Do you plan to work during your retirement years? Some 80 percent of baby boomers expect to do just that, according to a survey prepared by the American Association of Retired Persons. If you're in that group, then you'll be interested in a law recently passed by Congress and signed by Bill Clinton.
This legislation allows senior citizens to earn as much money as they like without sacrificing Social Security benefits. Previously, workers age 65 through 69 lost $1 in Social Security benefits for every $3 in wages above an annual limit of $17,000.
The benefit of this new law may be almost as important psychologically as it is financially.
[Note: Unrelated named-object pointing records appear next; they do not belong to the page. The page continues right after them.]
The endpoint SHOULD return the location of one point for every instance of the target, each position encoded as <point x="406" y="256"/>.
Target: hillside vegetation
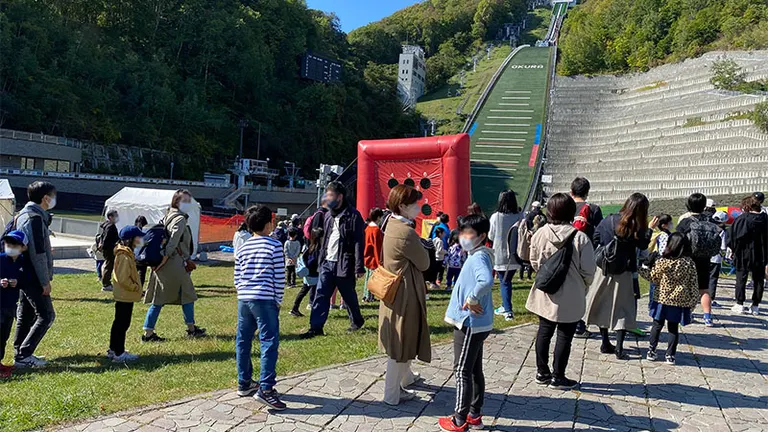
<point x="618" y="35"/>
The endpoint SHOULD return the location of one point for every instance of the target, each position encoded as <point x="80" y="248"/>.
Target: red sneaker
<point x="446" y="424"/>
<point x="475" y="422"/>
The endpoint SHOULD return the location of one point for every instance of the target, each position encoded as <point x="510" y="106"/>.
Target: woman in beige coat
<point x="403" y="328"/>
<point x="563" y="309"/>
<point x="171" y="281"/>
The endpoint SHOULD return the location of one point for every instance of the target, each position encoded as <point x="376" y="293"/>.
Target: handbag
<point x="383" y="284"/>
<point x="301" y="268"/>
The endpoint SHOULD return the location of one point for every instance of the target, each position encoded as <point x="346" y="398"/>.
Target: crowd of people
<point x="586" y="265"/>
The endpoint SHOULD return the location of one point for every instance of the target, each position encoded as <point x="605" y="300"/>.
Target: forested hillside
<point x="619" y="35"/>
<point x="178" y="75"/>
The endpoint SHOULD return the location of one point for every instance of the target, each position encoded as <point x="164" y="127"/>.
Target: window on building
<point x="27" y="163"/>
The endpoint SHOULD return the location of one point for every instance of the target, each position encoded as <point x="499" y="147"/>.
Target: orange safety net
<point x="218" y="229"/>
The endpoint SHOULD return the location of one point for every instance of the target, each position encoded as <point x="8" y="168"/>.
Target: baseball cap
<point x="129" y="231"/>
<point x="16" y="236"/>
<point x="720" y="216"/>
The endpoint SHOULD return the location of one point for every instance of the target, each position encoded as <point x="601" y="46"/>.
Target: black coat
<point x="748" y="240"/>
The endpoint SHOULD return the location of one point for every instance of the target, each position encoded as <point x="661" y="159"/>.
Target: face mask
<point x="468" y="244"/>
<point x="185" y="207"/>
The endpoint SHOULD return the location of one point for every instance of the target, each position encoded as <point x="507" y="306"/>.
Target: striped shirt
<point x="260" y="269"/>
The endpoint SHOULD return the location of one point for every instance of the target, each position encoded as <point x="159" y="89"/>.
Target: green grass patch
<point x="81" y="383"/>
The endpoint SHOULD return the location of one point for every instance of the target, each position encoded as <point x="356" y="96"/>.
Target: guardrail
<point x="481" y="101"/>
<point x="40" y="137"/>
<point x="543" y="151"/>
<point x="104" y="177"/>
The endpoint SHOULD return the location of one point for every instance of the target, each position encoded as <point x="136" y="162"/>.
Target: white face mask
<point x="185" y="207"/>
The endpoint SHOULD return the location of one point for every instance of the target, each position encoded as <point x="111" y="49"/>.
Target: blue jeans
<point x="505" y="283"/>
<point x="261" y="315"/>
<point x="326" y="284"/>
<point x="154" y="312"/>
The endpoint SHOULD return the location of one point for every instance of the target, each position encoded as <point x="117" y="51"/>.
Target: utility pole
<point x="243" y="125"/>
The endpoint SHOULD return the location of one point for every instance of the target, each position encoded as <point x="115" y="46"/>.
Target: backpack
<point x="581" y="221"/>
<point x="513" y="242"/>
<point x="523" y="248"/>
<point x="705" y="239"/>
<point x="552" y="273"/>
<point x="610" y="258"/>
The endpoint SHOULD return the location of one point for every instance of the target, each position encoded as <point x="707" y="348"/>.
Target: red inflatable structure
<point x="437" y="166"/>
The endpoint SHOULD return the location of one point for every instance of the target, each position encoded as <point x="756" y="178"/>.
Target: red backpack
<point x="581" y="221"/>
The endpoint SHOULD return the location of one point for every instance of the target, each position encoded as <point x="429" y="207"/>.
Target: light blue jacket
<point x="475" y="281"/>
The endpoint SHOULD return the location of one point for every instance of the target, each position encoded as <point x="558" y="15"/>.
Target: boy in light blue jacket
<point x="470" y="311"/>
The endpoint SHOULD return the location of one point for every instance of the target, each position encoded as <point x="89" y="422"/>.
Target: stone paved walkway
<point x="718" y="384"/>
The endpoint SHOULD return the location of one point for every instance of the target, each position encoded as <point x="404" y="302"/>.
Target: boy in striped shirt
<point x="260" y="283"/>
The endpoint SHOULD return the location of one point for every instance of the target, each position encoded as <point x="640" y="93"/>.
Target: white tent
<point x="7" y="202"/>
<point x="153" y="204"/>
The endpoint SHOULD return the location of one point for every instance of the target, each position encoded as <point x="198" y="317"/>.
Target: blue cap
<point x="129" y="232"/>
<point x="16" y="236"/>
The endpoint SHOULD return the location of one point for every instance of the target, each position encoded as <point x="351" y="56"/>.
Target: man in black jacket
<point x="106" y="243"/>
<point x="341" y="260"/>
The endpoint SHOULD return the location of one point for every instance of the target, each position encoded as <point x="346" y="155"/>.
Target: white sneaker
<point x="739" y="309"/>
<point x="31" y="362"/>
<point x="124" y="357"/>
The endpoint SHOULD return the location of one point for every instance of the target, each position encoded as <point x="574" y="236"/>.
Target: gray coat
<point x="33" y="221"/>
<point x="171" y="284"/>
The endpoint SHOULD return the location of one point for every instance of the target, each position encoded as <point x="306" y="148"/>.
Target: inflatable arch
<point x="437" y="166"/>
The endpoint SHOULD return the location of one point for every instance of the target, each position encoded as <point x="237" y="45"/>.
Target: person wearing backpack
<point x="106" y="240"/>
<point x="611" y="299"/>
<point x="704" y="235"/>
<point x="170" y="282"/>
<point x="586" y="218"/>
<point x="562" y="310"/>
<point x="749" y="243"/>
<point x="506" y="218"/>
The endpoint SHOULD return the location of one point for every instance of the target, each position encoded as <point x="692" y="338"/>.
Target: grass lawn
<point x="80" y="382"/>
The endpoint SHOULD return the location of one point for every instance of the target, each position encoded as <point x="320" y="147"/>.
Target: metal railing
<point x="492" y="83"/>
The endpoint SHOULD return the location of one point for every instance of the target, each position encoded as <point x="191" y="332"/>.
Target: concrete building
<point x="412" y="75"/>
<point x="39" y="152"/>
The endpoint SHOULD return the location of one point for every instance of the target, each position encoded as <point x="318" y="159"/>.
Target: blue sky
<point x="357" y="13"/>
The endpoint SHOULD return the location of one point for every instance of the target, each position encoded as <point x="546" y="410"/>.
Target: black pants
<point x="106" y="270"/>
<point x="35" y="315"/>
<point x="305" y="289"/>
<point x="468" y="368"/>
<point x="290" y="274"/>
<point x="120" y="326"/>
<point x="673" y="330"/>
<point x="714" y="277"/>
<point x="758" y="278"/>
<point x="7" y="315"/>
<point x="565" y="332"/>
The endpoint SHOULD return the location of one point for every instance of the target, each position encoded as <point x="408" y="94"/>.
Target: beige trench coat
<point x="403" y="328"/>
<point x="171" y="284"/>
<point x="568" y="304"/>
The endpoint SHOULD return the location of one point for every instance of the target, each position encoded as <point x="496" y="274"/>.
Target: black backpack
<point x="611" y="259"/>
<point x="552" y="273"/>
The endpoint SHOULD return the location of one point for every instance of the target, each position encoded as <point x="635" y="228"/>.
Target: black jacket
<point x="748" y="240"/>
<point x="629" y="246"/>
<point x="351" y="243"/>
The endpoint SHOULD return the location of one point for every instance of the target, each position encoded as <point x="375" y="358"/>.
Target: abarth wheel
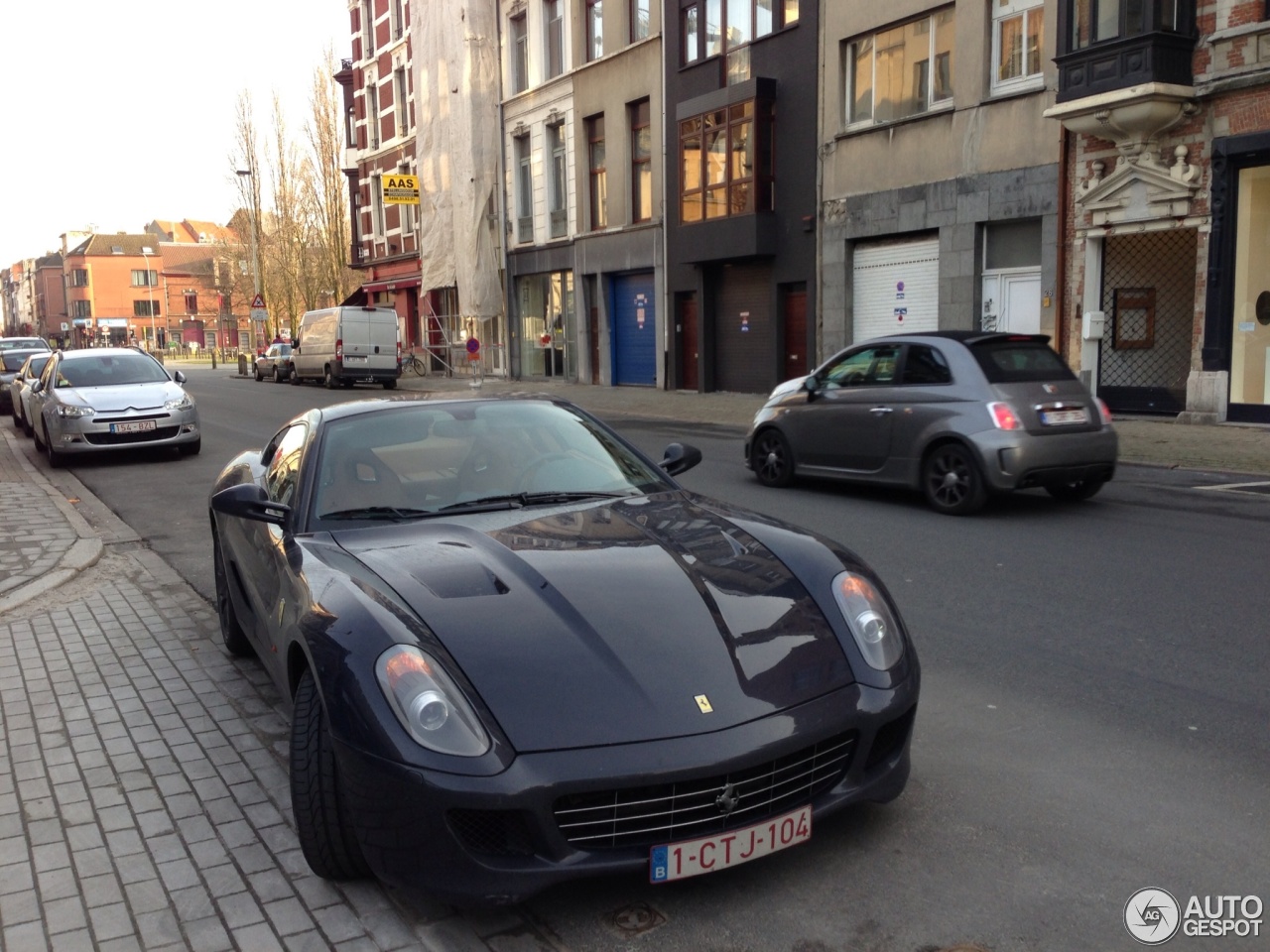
<point x="952" y="481"/>
<point x="318" y="801"/>
<point x="1076" y="490"/>
<point x="231" y="633"/>
<point x="771" y="458"/>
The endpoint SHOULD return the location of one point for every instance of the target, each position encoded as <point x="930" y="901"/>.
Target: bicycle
<point x="413" y="363"/>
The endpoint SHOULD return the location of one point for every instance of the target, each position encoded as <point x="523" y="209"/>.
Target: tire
<point x="952" y="480"/>
<point x="231" y="633"/>
<point x="55" y="458"/>
<point x="1076" y="490"/>
<point x="771" y="458"/>
<point x="322" y="817"/>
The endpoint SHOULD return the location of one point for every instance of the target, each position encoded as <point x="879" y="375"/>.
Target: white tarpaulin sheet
<point x="454" y="49"/>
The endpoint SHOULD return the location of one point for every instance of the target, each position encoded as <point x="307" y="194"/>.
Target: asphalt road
<point x="1092" y="721"/>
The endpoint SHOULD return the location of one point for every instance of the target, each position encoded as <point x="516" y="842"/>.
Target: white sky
<point x="122" y="112"/>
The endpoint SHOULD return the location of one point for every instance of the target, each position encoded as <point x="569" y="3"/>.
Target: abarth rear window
<point x="1017" y="361"/>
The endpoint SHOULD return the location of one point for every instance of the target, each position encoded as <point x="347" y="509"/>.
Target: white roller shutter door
<point x="896" y="289"/>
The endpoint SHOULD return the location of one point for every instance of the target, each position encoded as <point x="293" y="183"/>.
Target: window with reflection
<point x="725" y="167"/>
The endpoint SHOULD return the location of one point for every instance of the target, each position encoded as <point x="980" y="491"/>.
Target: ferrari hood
<point x="617" y="622"/>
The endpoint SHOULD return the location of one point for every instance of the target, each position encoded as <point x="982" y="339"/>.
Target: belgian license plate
<point x="134" y="426"/>
<point x="693" y="857"/>
<point x="1058" y="417"/>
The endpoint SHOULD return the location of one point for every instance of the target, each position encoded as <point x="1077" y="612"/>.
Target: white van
<point x="341" y="345"/>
Under the old system, even if you didn't actually need every dollar you could get from Social Security, you still wouldn't have wanted to sacrifice benefits that you worked many years to earn. Besides that, you may have been looking forward to working during retirement -- not because you had to, but because you wanted to try something new. Maybe you wanted to open a small shop, do some consulting or launch a new type of business you've always thought could succeed. Under the old law, you would have been penalized for pursuing your desire. Now, that has all changed.
The new law may affect your retirement-funding plans. For example, if you can expect more income from employment during your so-called retirement years, you may be able to get by with less income from your investments. Previously, you may have thought it necessary to weight your portfolio more heavily toward income-producing investments, such as Treasury securities, bonds or bond-based mutual funds. But now, you may want to consider adding more growth elements, such as stock or stock-based mutual funds.
At first glance, you might balk at the thought of adding more stocks to a portfolio you're relying on to carry you through retirement. After all, stocks can be more risky than other types of investments. But you need to remember that you are likely to spend a long time in retirement -- possibly two even three decades. During your retirement years, if you were to have all your investment dollars in fixed-income vehicles, you would eventually begin to lose purchasing power, even in periods of relatively mild inflation. You simply cannot afford a portfolio with no growth elements.
Ultimately, you'll probably need all your financial resources to fund your retirement. But by planning ahead and making the right moves, you can retire in style.
The Southeast Missourian does not recommend that readers buy or sell stocks featured in this column, which is provided for informational purposes only.